Elizabeth King is a Chicago-based writer covering politics and pop culture.
If you’ve recently started to bite your nails, noticed your heart rate speeding up more frequently and are feeling increasingly nervous and helpless, it could just be the 2016 presidential election.
Engaging with politics may be part of our civic duty, but presidential elections can be emotionally exhausting, and the more engaged a person is, the more likely they are to become fatigued, anxious or depressed, says Dr. Margaret Wehrenberg, an Illinois-based psychologist who specializes in treating stress and anxiety. The current state of presidential election coverage in the U.S. is one of constant saturation that lasts for about a year and a half, which is an awfully long time to be stressed out.
Of course, we need and deserve access to information about political candidates. Staying apprised of presidential candidates’ campaigns is part of being an informed citizen, and the news media are supposed to enable this. But does the coverage need to last as long as it does? And are we being given the best information through the best methods? Far from it.
News media often sensationalize stories, especially political stories, and bait audiences with hyped-up language to keep them watching or reading. Cable news stations often repeat the same election updates, video clips, audio clips and images over and over throughout the day. This can make election stories, particularly the more incendiary and sensational ones, seem inescapable.
Feeling committed to a certain candidate but not knowing whether or not they will ultimately be successful in winning their party’s nomination or the general election is anxiety-inducing in and of itself. But engaging with media that constantly plays with this uncertainty by speculating over who may win or lose a given primary, who is up by how many points in a recent poll, and what the outcome of upcoming debates will be likely only fans the flames of anxiety, causing us to feel more unsure, and thus more desirous of information that will give us answers, Wehrenberg says. Some may continue to stay glued to election coverage, scanning for clues of what the future holds.
Social media doesn’t help. Many people can likely relate to the sense of frustration, anger, exasperation and outright stress that results from arguing about politics via Twitter or Facebook. Conversations that happen quickly over written text are much more likely to become hostile and angry than face-to-face interactions, Wehrenberg says. The compulsion to discuss these issues over social media makes sense, given that this is a medium through which we are accustomed to expressing ourselves, but it often seems that social media conversations about politics are counter-productive.

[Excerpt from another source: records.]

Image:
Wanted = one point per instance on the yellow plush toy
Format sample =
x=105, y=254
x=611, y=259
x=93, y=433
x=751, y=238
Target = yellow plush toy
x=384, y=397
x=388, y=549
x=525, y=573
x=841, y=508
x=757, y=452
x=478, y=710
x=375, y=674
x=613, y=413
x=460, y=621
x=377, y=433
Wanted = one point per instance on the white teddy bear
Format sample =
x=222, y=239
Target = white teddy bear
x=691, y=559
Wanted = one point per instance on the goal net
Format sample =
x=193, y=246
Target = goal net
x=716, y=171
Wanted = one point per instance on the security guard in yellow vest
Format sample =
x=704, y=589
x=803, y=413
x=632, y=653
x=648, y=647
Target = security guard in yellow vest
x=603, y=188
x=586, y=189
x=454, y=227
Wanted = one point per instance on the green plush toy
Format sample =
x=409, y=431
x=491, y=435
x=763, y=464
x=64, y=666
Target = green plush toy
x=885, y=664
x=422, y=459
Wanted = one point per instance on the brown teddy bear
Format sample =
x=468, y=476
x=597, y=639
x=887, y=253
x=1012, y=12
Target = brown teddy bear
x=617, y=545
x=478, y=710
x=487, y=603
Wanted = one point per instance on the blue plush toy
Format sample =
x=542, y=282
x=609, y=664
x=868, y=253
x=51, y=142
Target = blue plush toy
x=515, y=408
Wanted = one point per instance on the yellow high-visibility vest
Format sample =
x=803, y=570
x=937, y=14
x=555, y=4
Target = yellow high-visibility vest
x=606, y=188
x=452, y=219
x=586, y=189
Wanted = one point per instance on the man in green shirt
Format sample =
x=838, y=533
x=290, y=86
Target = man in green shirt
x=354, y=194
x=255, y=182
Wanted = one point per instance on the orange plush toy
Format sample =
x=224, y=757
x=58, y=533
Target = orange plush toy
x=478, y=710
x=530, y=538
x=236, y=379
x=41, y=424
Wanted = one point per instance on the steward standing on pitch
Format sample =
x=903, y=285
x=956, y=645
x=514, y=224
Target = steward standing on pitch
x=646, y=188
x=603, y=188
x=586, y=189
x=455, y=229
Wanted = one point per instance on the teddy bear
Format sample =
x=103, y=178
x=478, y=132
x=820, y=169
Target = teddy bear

It’s also impossible to ignore the added stress experienced by people of color this election season. With offensive rhetoric plastered all across national and local coverage of the election (particularly of Republican candidates, and especially from Donald Trump, who has repeatedly made racist statements about Mexicans, black people and Muslims), the constant exposure to coverage of these politicians and the offensive rhetoric they espouse can be particularly exhausting for people of color.
So how can we make our experiences with the election less stressful and more productive?
The best solution would be to shorten the election process. For example, in Canada, the federal election process has never lasted more than 78 days, a cool two and a half months. Mexico’s legislature passed a law in 2007 that limits the duration presidential election campaigns. In Argentina, candidates can only run advertisements for their campaigns for 60 days leading up to election day. Coverage this short may seem unfathomable to those of us in the U.S. who are accustomed to a bombardment of political ads, debates and general coverage lasting close to half as long as an actual presidential term.
Unfortunately, the U.S. is unlikely enact legislation that limits the duration of presidential election seasons. Fortunately, there are things we can do to reduce the impact of stress and anxiety on our bodies and minds, while still keeping up with the latest news.
Wehrenberg suggests that certain methods of engagement are inherently less stressful. Reading print coverage such as newspapers and magazines means that we can be more selective about which articles we read and can see a finite end to the story. Print also has the benefit of being free of Internet comment sections.
The information we get in debates is often delivered in the form of sound-bites, and there isn’t fact-checking in real time. By checking out a candidate’s website directly and comparing it with public voting records, we’re not only more in control of how long we’re engaging, but we’re also empowering ourselves to find out if what they’re claiming is true.
Media consumption during the drawn-out presidential election ordeal is a necessary evil: we need to be informed, but there’s little recourse for obtaining information that doesn’t have the potential to send our nervous system into overdrive and trigger anxiety. Since there’s hardly any full escape, we must check the facts ourselves, avoid debates and remember that no matter what, Nov. 8 will come.